Antibiotics, Therapeutic Hypothermia, and Damned Lies (Statistics)

This brief article bubbled back up to the surface the other day, with a colleague claiming an “NNT of 5” for mortality for antibiotic prophylaxis following cardiac arrest.  An NNT of 5 is excellent, mortality is a bad thing – so why aren’t we doing this?

This is a retrospective review of 138 patients resuscitated from OHCA and admitted to a British ICU, all receiving therapeutic hypothermia, stratified by receipt of antibiotics within 7 days of the ICU stay.  Mortality was 56.6% in those receiving antibiotics and 75.3% for those not receiving antibiotics, thus the independent association with antibiotics use and survival with an NNT of 5.

This is, unfortunately, an egregious example of an abstract exaggerating and misleading from the correct conclusion, including the authors own results and discussion.  Any mortality difference between groups occurred in the first 3 days following admission – thus, immortal time bias, as those patients who could receive antibiotics were, by definition, those who lived long enough to receive them.  This fact is ultimately reflected in the presented results, in which the Cox proportional hazards model identified no significant predictive effect of antibiotics on survival.  However, the authors – particularly in the abstract – focus on the superficial mortality observation, and inappropriately promote the potential value of prophylactic antibiotic use.  This supposed NNT of 5 is nonsense, and ought never have been published.

Don’t just read the abstract!

Also, editors of Resuscitation, don’t let authors write such abstracts!

“Early antibiotics improve survival following out-of hospital cardiac arrest”

http://www.ncbi.nlm.nih.gov/pubmed/23153650

emlitofnote will be on holiday hiatus until December 29th.  Cheers!

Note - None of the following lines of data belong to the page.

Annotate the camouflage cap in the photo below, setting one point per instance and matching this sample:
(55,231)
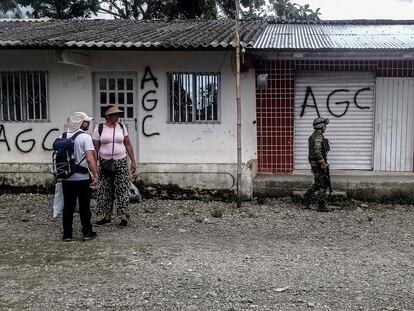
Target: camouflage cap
(319,123)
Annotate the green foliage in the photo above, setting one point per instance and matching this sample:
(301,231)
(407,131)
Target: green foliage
(286,10)
(61,9)
(166,9)
(10,8)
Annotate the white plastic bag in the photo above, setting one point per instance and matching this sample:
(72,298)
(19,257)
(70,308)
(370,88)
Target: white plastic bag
(58,201)
(134,195)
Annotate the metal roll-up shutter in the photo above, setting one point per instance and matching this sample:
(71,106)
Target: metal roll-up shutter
(347,99)
(394,125)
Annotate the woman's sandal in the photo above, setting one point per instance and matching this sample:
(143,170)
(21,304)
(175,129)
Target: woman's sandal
(123,223)
(103,221)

2 thoughts on “Antibiotics, Therapeutic Hypothermia, and Damned Lies (Statistics)”

  1. Ryan,

    Yes, antibiotics after OHCA has been getting some traction. Possibly (in part) due to the publicity given in the July 2014 EMRAP paper chase. A paper was presented that claimed 38% of all patients are bacteremic! The conclusions was that it would reasonable to hang antibiotics.

    (Paper Chase 1: Antibiotics for Cardiac Arrest!
    Sanjay Arora MD and Michael Menchine MD. Coba V et al. The incidence and significance of bacteremia in out of hospital cardiac arrest. Resuscitation. 2014
    Feb;85(2):196-202. PMID: 24128800. In short: patients who are presenting with an out of hospital cardiac arrest should probably be getting antibiotics.)

    This all seems quite reasonable if you would like to ignore the fact that this was not an RCT and the vast majority of these had to be false positives. We struggle to get good quality blood cultures under ideal circumstances. What about blood cultures during a arrest?

    I guess the hypothesis has been raised. It doesn't sound like it would be difficult to actually perform an RCT on this and get some real data.

    Brian

  2. Yeah, that paper is a total bit of nonsense. As you say, drawing blood cultures on the mostly dead is probably challenging. However, a lot of the positive cultures are gram-negatives – which sounds about right, for someone who has been in a state of hypoperfusion for an extended period of time with necrosis and likely breakdown of the natural immune barriers.

    I'm sure some subset benefits from antibiotics – but certainly not as a non-selected intervention with an NNT of 5.